You know what? I’m tired of being the benchmark bitch.
I have come to realize that benchmarks are exclusively the domain of people who have a vested interest in the results. I’m not financially or emotionally invested in the results of these compiler output performance comparisons; it was purely a matter of academic curiosity. As such, it’s hard to keep the proper motivation. No matter how carefully I set up a test and regardless of how many variables I control, the feedback is always the same: “Try tweaking this parameter! I’m sure that will make my favorite compiler clean up over all the other options!” “Your statistical methods are all wrong!” “Your graphs are fraudulently misleading.” Okay, I wholeheartedly agree with that last one, but blame OpenOffice for creating completely inept graphs by default.

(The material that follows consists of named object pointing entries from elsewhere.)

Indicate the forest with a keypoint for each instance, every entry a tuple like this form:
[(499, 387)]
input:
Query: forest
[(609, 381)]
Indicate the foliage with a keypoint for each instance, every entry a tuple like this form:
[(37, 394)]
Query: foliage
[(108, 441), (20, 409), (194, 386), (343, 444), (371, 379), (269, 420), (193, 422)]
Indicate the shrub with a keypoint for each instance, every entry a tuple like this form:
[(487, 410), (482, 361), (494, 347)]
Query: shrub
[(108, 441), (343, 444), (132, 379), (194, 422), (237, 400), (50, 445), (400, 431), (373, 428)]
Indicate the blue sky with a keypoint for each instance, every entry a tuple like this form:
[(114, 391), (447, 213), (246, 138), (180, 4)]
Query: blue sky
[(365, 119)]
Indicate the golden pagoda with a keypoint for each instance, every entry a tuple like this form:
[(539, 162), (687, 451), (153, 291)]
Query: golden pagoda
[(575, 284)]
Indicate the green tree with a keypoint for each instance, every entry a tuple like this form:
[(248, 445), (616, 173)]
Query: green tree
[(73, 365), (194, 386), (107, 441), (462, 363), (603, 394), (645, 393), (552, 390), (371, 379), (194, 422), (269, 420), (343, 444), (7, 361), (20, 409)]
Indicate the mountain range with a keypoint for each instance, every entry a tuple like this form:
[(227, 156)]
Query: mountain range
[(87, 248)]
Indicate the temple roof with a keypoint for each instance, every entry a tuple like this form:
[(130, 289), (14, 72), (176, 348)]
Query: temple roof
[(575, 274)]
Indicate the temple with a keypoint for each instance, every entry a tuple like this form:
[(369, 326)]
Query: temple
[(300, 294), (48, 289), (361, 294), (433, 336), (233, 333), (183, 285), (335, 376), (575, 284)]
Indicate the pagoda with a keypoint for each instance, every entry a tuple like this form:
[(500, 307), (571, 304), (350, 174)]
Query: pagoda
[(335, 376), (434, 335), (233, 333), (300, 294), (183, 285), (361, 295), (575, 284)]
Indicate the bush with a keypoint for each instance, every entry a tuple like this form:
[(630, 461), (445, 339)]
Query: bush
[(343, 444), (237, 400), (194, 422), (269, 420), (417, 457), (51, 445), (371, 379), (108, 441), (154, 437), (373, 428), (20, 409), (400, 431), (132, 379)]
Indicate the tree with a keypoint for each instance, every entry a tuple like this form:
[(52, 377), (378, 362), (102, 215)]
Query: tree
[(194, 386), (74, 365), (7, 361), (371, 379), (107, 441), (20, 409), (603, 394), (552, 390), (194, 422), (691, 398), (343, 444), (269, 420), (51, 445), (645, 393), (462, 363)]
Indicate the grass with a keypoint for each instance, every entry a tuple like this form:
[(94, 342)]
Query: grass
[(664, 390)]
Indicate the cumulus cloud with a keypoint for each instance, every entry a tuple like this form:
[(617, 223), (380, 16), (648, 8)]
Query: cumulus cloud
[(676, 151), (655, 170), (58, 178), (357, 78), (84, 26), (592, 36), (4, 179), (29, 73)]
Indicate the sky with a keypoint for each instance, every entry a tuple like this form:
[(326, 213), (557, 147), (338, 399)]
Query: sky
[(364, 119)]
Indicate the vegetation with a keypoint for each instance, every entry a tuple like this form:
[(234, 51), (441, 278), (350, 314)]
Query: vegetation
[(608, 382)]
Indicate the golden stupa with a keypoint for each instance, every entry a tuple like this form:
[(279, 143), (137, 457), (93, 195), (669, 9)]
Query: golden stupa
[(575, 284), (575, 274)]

Look, people, compilers can’t work magic. Deal with it. “–tweak-optim-parm=62” isn’t going to net the 10% performance increase needed to make the ethically pure, free software compiler leapfrop over the evil, proprietary compiler (and don’t talk to me about profile-guided optimization; I’m pretty sure that’s an elaborate hoax and even if it’s not, the proprietary compilers also advertise the same feature). Don’t put your faith in the compiler to make your code suck less (don’t I know). Investigate some actual computer science instead. It’s especially foolhardy to count on compiler optimizations in open source software. Not necessarily because of gcc’s quality (as you know, I think gcc does remarkably well considering its charter), but because there are so many versions of compilers that are expected to compile Linux and open source software in general. The more pressing problem (addressed by FATE) is making sure that a key piece of free software continues to compile and function correctly on a spectacular diversity of build and computing environments.
If anyone else has a particular interest in controlled FFmpeg benchmarks, you may wish to start with my automated Python script in this blog post. It’s the only thing that kept me sane when running these benchmarks up to this point.
I should clarify that I am still interested in reorganizing FATE so that it will help us to systematically identify performance regressions in critical parts of the code. The performance comparison I care most about is whether today’s FFmpeg SVN copy is slower than yesterday’s SVN copy.
See Also:
Update: I have to state that I’m not especially hurt by any criticism of my methods (though the post may have made it seem that way). Mostly, I wanted to force myself to quit wasting time on these progressively more elaborate and time-consuming benchmarks when they’re really not terribly useful in the grand scheme of things. I found myself brainstorming some rather involved profiling projects and I had to smack myself. I have far more practical things I really should be using my free time for.